S'appuyant sur la facture de l'album sorti en novembre, le fait que les chansons tranquilles ont été regroupées au début, suivies par les plus débridées, Dylan Perron revendique le droit de montrer ces deux facettes de la personnalité d'Elixir de Gumbo. « On commence les spectacles en présentant des ballades. Quand ça écoute, on en fait d'autres et quand le monde s'en contrecrisse, on fait des tounes de party », explique l'Abitibien.
Lui et ses camarades sont à l'aise avec le comportement des gens, même si le soin apporté à la confection des textes du nouvel opus trahit un désir de toucher leur esprit, pas juste de les faire taper du pied. « Les textes du premier disque étaient peu travaillés, mais après, je me suis dit qu'on nous écouterait davantage, vu qu'on a gagné aux Francouvertes. J'ai donc écrit ceux du Beau piège en faisant plus attention », confie Dylan Perron.
Le groupe rejoint un public jeune avec ses chansons où le folk et de subtiles touches de jazz cohabitent avec le bluegrass. On utilise également l'étiquette folk sale pour caractériser sa musique, ce qui correspond au sillon que le Québec Redneck a creusé avec tant de succès. « Il y a eu une mise à niveau, au Québec, puisque cette approche marchait ailleurs. Par le propos, ça rejoint une certaine jeunesse. Ç'a produit une vague et on reste sur les vapeurs de ça », analyse le chanteur.
La vague en question est particulièrement forte dans les régions comme le Saguenay-Lac-Saint-Jean, où on se sent plus proche de l'imaginaire porté par Elixir de Gumbo. À Montréal, en revanche, c'est le carême à longueur d'année. Hormis la victoire aux Francouvertes, il ne s'est pas passé grand-chose. « L'industrie n'a jamais embarqué », résume Dylan Perron.
Un nom qui éveille de drôles de souvenirs
Derrière le nom du groupe Élixir de Gumbo, il y a moins une recherche d'exotisme que le désir de se coller au Québec des régions, celui qui l'a vu naître et qui, aujourd'hui encore, constitue son château fort. La chose en question, tombée dans l'oubli depuis des lunes, était un produit pas mal plus magique que le gumbo que les Cajuns de la Louisiane mettent dans leur soupe.

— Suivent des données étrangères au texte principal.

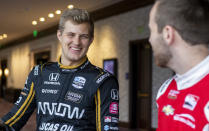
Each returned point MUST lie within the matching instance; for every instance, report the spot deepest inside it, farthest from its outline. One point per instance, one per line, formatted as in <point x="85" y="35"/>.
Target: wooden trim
<point x="124" y="124"/>
<point x="115" y="9"/>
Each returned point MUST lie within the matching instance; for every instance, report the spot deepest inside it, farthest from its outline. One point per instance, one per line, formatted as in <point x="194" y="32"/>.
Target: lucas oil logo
<point x="79" y="82"/>
<point x="53" y="79"/>
<point x="74" y="97"/>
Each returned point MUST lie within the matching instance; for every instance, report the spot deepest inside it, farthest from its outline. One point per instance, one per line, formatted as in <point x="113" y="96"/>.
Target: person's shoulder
<point x="164" y="87"/>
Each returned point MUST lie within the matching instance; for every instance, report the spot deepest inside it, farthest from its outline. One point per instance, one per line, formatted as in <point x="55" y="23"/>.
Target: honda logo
<point x="114" y="94"/>
<point x="54" y="76"/>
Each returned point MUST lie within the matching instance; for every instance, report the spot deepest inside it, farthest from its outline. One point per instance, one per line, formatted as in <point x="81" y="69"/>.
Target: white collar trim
<point x="193" y="76"/>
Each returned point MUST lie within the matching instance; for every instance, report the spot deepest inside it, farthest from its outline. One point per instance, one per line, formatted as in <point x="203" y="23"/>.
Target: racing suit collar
<point x="83" y="60"/>
<point x="192" y="76"/>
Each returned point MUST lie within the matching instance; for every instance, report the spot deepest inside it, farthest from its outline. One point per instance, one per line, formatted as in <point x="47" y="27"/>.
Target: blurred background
<point x="28" y="37"/>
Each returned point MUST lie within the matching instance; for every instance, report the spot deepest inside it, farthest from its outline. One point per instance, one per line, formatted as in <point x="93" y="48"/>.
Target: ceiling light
<point x="34" y="22"/>
<point x="42" y="19"/>
<point x="6" y="72"/>
<point x="70" y="6"/>
<point x="4" y="35"/>
<point x="58" y="12"/>
<point x="50" y="15"/>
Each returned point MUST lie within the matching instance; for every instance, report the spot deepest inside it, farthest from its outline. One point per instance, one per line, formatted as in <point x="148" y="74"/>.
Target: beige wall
<point x="112" y="37"/>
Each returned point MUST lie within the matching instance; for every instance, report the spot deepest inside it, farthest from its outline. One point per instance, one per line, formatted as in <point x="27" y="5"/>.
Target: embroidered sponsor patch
<point x="168" y="110"/>
<point x="190" y="102"/>
<point x="186" y="119"/>
<point x="173" y="94"/>
<point x="106" y="127"/>
<point x="36" y="70"/>
<point x="114" y="94"/>
<point x="54" y="76"/>
<point x="107" y="119"/>
<point x="53" y="79"/>
<point x="114" y="108"/>
<point x="74" y="97"/>
<point x="101" y="78"/>
<point x="79" y="82"/>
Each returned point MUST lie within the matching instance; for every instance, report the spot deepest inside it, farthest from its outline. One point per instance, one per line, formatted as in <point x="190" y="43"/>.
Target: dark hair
<point x="78" y="16"/>
<point x="189" y="17"/>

« Il s'agit d'un remède de vétérinaire qui était vendu dans les années 1930 et même après, un genre de PCP de cheval. L'un de ceux qui en vendaient était le petit-fils de l'auteur des Belles Histoires, Claude-Henri Grignon. On en trouvait dans les Laurentides, notamment dans le bout de Mont-Laurier, mais aussi en Abitibi, au Lac-Saint-Jean et dans le nord de l'Ontario », rapporte le chanteur Dylan Perron.

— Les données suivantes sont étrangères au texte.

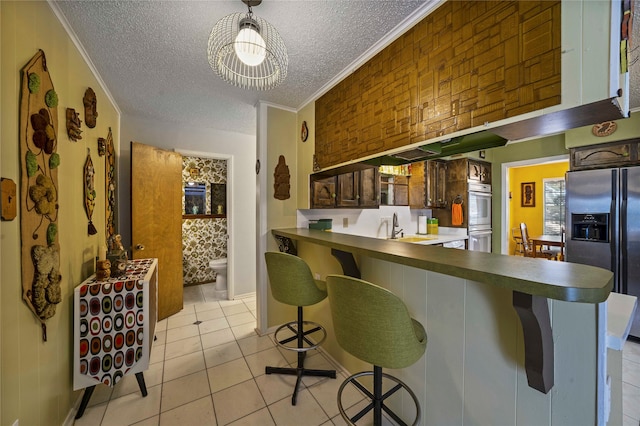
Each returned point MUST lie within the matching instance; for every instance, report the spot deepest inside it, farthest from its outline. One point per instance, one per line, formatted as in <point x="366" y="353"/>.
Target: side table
<point x="114" y="322"/>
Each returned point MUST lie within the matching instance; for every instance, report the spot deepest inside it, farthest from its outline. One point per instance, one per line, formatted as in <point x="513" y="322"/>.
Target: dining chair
<point x="516" y="235"/>
<point x="527" y="244"/>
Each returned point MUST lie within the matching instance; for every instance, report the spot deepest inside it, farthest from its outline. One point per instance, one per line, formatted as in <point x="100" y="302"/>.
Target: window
<point x="554" y="196"/>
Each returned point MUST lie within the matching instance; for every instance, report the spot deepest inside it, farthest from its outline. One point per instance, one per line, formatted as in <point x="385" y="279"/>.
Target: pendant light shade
<point x="247" y="51"/>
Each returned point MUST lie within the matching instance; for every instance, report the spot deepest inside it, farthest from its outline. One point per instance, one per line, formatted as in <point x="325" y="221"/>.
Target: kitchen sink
<point x="415" y="239"/>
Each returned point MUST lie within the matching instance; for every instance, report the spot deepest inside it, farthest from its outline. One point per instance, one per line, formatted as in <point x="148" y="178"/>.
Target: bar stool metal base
<point x="304" y="344"/>
<point x="377" y="398"/>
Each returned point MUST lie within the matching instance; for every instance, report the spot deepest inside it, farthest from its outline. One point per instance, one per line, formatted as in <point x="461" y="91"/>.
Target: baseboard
<point x="244" y="296"/>
<point x="70" y="419"/>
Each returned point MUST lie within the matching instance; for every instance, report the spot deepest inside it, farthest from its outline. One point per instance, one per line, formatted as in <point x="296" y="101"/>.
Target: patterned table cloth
<point x="113" y="324"/>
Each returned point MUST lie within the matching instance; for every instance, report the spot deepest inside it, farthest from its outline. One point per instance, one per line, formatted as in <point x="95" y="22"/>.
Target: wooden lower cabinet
<point x="427" y="185"/>
<point x="370" y="187"/>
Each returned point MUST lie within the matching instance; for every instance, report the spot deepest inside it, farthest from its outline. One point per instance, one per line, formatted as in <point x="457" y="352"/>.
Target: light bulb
<point x="250" y="46"/>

Alors que les jeunes fans du groupe s'intéressent d'abord à leur musique, il n'est pas rare de voir des retraités échanger avec les musiciens, intrigués qu'ils sont par leur nom. Certains sont assez âgés pour réaliser ce qui se cache derrière Elixir de Gumbo, ce qui donne naissance à des échanges instructifs, souvent très colorés. Ceux se trouvent cool en buvant du Red Bull peuvent en effet se rhabiller. Ils fréquentent une « trail » battue depuis longtemps.
« Mon père parlait de ça avec ses chums et en tournée, des vieux viennent nous voir en disant : "C'est-tu ce que je pense ? " On entend des histoires saugrenues, celles de gars qui en prenaient dans les chantiers, pour se donner de l'énergie. On prétendait que ça guérissait plein de maux, dont la grippe, mais que ça pouvait aussi rendre les os friables », raconte Dylan Perron.

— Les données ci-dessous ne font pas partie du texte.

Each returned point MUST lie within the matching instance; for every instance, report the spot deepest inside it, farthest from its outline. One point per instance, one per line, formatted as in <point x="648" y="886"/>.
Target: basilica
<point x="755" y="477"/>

L'inconvénient avec ce nom, c'est que maintes personnes ont de la misère à l'assimiler, ce qui était encore pire quand la marque de commerce du groupe était Dylan Perron et Elixir de Gumbo. « On s'est fait débaptiser allègrement. C'est d'ailleurs pour ça que mon nom a été enlevé. On était tannés de se faire appeler Diane Perron et les Exilés du Gumbo », lance le chanteur d'un ton amusé.